Alas, it is not so, as any of us can tell you who watched a movie that scared us when we were younger. What goes in, stays in, with a staying power all its own. What’s more, what goes in, shapes what comes out. You know this if someone has ever asked you about a word or expression you used, and then you thought back and realized that someone you spend time with uses it.

In Lent, we get the chance to modify this process. By spending less time with some or all of the media that ordinarily dominate our days – television, radio, internet – we can identify not only how much violence, greed, lust, and all-around nastiness they pour into our heads, but also how they pollute our own thoughts, words, and deeds. Garbage in, garbage out.

When we put aside these "inputs" and put prayer in their stead, and the Scriptures, or the biography or writings of a saint, or some other study of our faith, we are not necessarily, nor only, uploading new data. Just by putting this before our eyes, we are influencing the thoughts, images, and ideas that stand before our mind's eye. This, in turn, shapes what we say and do, definitely for the better. GIGO comes to mean God in, God out.

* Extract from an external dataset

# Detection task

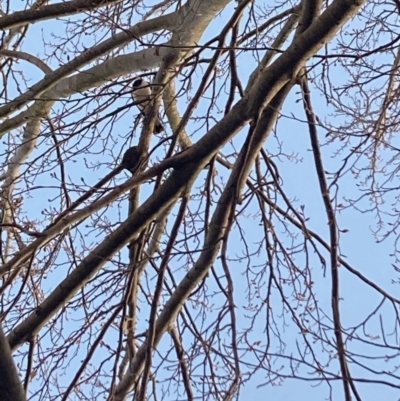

Truth and goodness are but two of the essentials that we must include in our diet if it is to nourish us. The third is beauty, equally transcendent, thus equally proper to God and to us. So while weeks ago I encouraged you to clear out much of the audio input from your life for Lent, one benefit of silencing all that noise is that it leaves an open channel for beauty, and attunes us to recognize it. That could be the voice of your child or the song of a bird, both of which reveal something of God's glory for those who have ears to hear.

Toward that end, I would like to draw your attention to next Saturday's concert by Chantry. Not only is this music richer and deeper in composition and performance than the common music that fills our days, but it illuminates texts that specifically meditate on the mysteries of God and our salvation. Psalm 51 is the prayer of a repentant sinner, and can shape and describe our own hearts especially during Lent. Gregorio Allegri’s setting of it in his Miserere for centuries attracted travellers from around the continent to the Sistine Chapel to experience its ethereal and plaintive beauty. It is a gift to be able to hear it live; do come.

Precisely because we are not simply processors and keepers of data the way computers are, truth, goodness, and beauty are to be sought and savored. Study the Truth. Embrace only Goodness. Make the choice and take the time look at, listen to, and enjoy Beauty. When you absorb these aspects of the Divine Being, they will shape your own being and doing. GIGO, for you, will mean when grace goes in, grace flows out.